- Artist: Glaxo Babies
- Released: 1980 on Heartbeat Records
- Genre: Post-punk, experimental
Ah, Glaxo Babies. They happen to make the same strain of mutant music along the likes of The Pop Group, and why wouldn’t they? They also happen to come from Bristol, the multi-cultural city that also spawned trip-hop in the early 90s’, and brought much more joy and mischief to post-punk in the form of funk/dub/jazz mashups. There’s another group that could be counted as the yin to Glaxo Babies’s sound: Maximum Joy, who made cheerier, raucous funk, along with fellows Rip Rig + Panic. But that’s for another review anyway.

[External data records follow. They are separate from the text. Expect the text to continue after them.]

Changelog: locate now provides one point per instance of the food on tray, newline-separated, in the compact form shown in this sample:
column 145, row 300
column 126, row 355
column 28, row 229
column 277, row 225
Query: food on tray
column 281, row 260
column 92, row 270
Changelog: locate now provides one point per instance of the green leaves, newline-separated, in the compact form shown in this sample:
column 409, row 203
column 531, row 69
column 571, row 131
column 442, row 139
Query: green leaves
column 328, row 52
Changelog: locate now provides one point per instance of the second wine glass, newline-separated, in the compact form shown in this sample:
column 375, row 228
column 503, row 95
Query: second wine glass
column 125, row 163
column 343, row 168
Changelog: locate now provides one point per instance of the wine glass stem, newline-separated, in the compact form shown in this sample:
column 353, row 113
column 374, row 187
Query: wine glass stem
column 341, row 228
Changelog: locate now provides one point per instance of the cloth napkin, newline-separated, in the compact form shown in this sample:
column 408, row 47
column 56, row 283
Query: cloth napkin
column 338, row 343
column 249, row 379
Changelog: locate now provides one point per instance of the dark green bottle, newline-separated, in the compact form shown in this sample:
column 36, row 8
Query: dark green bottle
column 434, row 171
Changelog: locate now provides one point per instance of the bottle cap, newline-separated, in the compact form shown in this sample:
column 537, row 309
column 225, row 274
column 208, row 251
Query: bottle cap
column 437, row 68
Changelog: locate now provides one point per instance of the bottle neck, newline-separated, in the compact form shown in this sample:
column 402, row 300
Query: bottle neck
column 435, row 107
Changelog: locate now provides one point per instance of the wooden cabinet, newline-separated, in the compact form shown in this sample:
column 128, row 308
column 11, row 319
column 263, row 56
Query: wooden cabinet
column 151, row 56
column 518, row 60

Glaxo Babies formed in 1977 with original members Tom Nichols, Dan Catsis (current guitarist for The Pop Group) and Geoff Alsopp, and subsequently brought Rob Chapman onboard as singer. The line-up went through another drastic change (a completely new line-up, in fact, with Rob Chapman leaving after recording a few tracks) before they recorded Nine Months To The Disco. As a result of this, their approach to the record became much more experimental, throwing in liberal doses of jazz, sound-collaging, funk and dub and finishing the recording of the music within a day. Wow. Hats off to these guys, because it doesn’t sound shoddy at all. Glaxo Babies put out another album, Put Me On The Guest List in 1980, and continued to record music periodically until their demise in 1990.
In a nutshell, the closest approximation of Nine Months To The Disco would be something like the result of bringing bloodthirsty savages to a disco party. Tribal drums underpinned with tight, primeval bass riffs, sans the overt politicizing of The Pop Group – but with an ominous undercurrent.
Maximum Sexual Joy has oodles of orgasmic bass and funky scratching, with what appears to be a delirious masked orgy and neanderthals having some fun tearing people apart in progress, while Seven Days has the most intense driving bass rhythm ever, with the fractured piano improvisation fading in and out throughout. The eerie synths sweep in and out of the song like a pale spectre. Free Dem Cells finally sets the party alight, and sees trebly guitars face each other in a Gang Of Four-style showdown, with the drums and bass serving as the spectators instead, egging the guitars on with glee. I love the drums on this one – the high hats sound crispy enough, mmm. Album closer Shake (The Foundations) sees them ditch the genre-bending and go full out funk, which may come as a relief for some people, although it may also come as a disappointment to other people. Just saying.